In building its international coalition against the Islamic State, the United States has said it will form partnerships with local forces in Syria and Iraq to fight the group on the ground. But even those who support Syria's rebels worried that they were not strong enough to take advantage of any vacuum that might arise.
One activist who had fled Raqqa when the Islamic State took over said he hoped the strikes would weaken the jihadists but worried that Mr. Assad would benefit.
"Maybe the regime will take over ISIS' locations if the weak rebels aren't able to after the strikes," said the activists, who gave only his nickname, Abu Bakr.
Many government supporters were worried about where events might lead because some of the countries in the coalition, like Qatar and Saudi Arabia, have called for Mr. Assad to step down or actively supported his enemies with money and arms.

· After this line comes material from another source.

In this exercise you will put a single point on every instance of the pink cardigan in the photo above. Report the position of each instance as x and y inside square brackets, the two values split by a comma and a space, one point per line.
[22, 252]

"I don't trust the coalition," said a man who gave only his first name, Jamal, from a Shiite village in northern Syria that is besieged by Sunni rebels. "They might take advantage of the situation and hit important locations, like the airport where the regime is, and I am afraid of errors."
Reporting was contributed by Mohammed Ghannam and Hwaida Saad from Beirut; Anne Barnard and Karam Shoumali from Suruc, Turkey; and an employee of The New York Times from Raqqa, Syria.